When to create Dataplex data quality tasks
- You want to validate data as part of the data production pipeline.
- You want to routinely monitor quality of datasets against your expectations.
- You want to build data quality reports for regulatory requirements.
Dataplex data quality tasks provide several benefits.
- Highly flexible specification
- Provides a highly flexible YAML syntax for declaring your data quality rules.
- Entirely serverless execution
- Dataplex handles execution. You don't need to do any infrastructure setup.
- Zero-copy and native push-down
- YAML checks are converted to SQL and pushed down to BigQuery, resulting in no data copy.

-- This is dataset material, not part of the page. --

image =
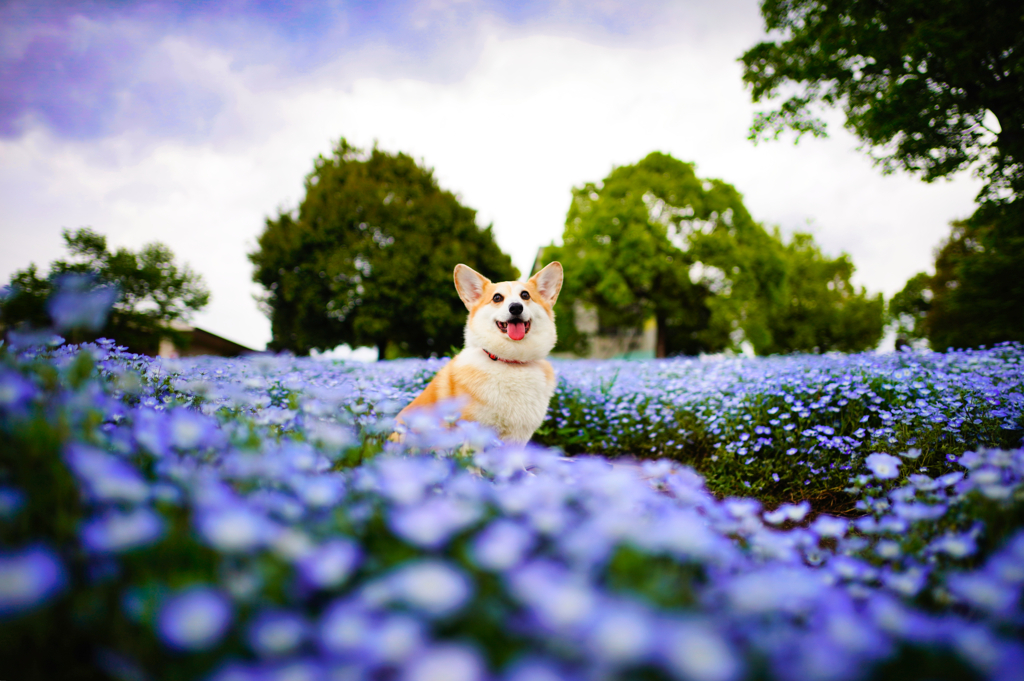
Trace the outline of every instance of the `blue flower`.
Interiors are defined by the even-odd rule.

- Schedule data quality checks
- You can schedule data quality checks through Dataplex's serverless scheduler or use the Dataplex API through external schedulers like Cloud Composer for pipeline integration.
- Managed experience
- Dataplex uses an open source data quality engine, CloudDQ, to run data quality checks. However, Dataplex provides a one-click, managed experience for operationalizing your data quality checks.
How it works
The following diagram depicts how Dataplex data quality tasks work.
- Input from users
- YAML Specification: A set of one or more YAML files, stored in a Cloud Storage bucket in your project, that define data quality rules per the specification syntax. Users can run multiple rules at a time and those rules can be applied to different BigQuery tables, including tables across different datasets or Google Cloud projects. Syntax supports incremental executions for validating newer data only. To create YAML specification, see Create a specification file.

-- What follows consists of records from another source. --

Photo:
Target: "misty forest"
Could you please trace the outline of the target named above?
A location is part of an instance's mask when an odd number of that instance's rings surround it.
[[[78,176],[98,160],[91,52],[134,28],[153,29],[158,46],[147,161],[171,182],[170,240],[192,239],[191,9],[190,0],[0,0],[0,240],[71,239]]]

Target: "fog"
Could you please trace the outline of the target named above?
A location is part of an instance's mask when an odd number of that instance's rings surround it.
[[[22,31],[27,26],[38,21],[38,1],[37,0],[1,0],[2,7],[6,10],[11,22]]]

- BigQuery result table: A user-specified table where the data quality validation results are to be stored. The Google Cloud project in which this table resides can be a different project than the one in which the Dataplex data quality task is used.
- Tables to validate
- Within the YAML specification you need to specify which table(s) you want to validate for which rules (also known as a "rule binding"). The tables can be BigQuery native tables or BigQuery external tables in Cloud Storage. YAML specification is flexible enough to allow for specifying tables in a Dataplex zone or outside of a zone.

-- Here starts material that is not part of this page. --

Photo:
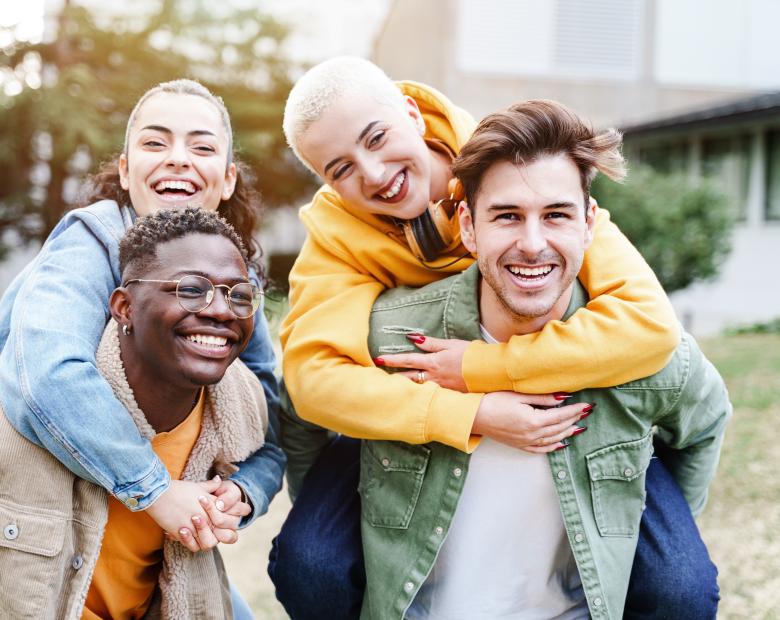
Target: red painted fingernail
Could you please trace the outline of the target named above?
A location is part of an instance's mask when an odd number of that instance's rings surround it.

- BigQuery and Cloud Storage tables validated in a single execution can belong to different projects.
- Dataplex data quality task
- A Dataplex data quality task is configured with a prebuilt,
CloudDQpyspark binary and takes the YAML specification and BigQuery result table as the input. Just as any other Dataplex task, the Dataplex data quality task executes on a serverless Spark environment and converts YAML specification to BigQuery queries and executes those on the tables specified in the specification file.
When executing Dataplex data quality tasks, you are charged for BigQuery and Dataproc Serverless (Batches) usage.
Dataplex data quality task converts the specification file to BigQuery queries and executes them in the user project. See the BigQuery Pricing.
There is no charge for using Dataplex to organize data and using Dataplex's serverless scheduler to schedule data quality checks.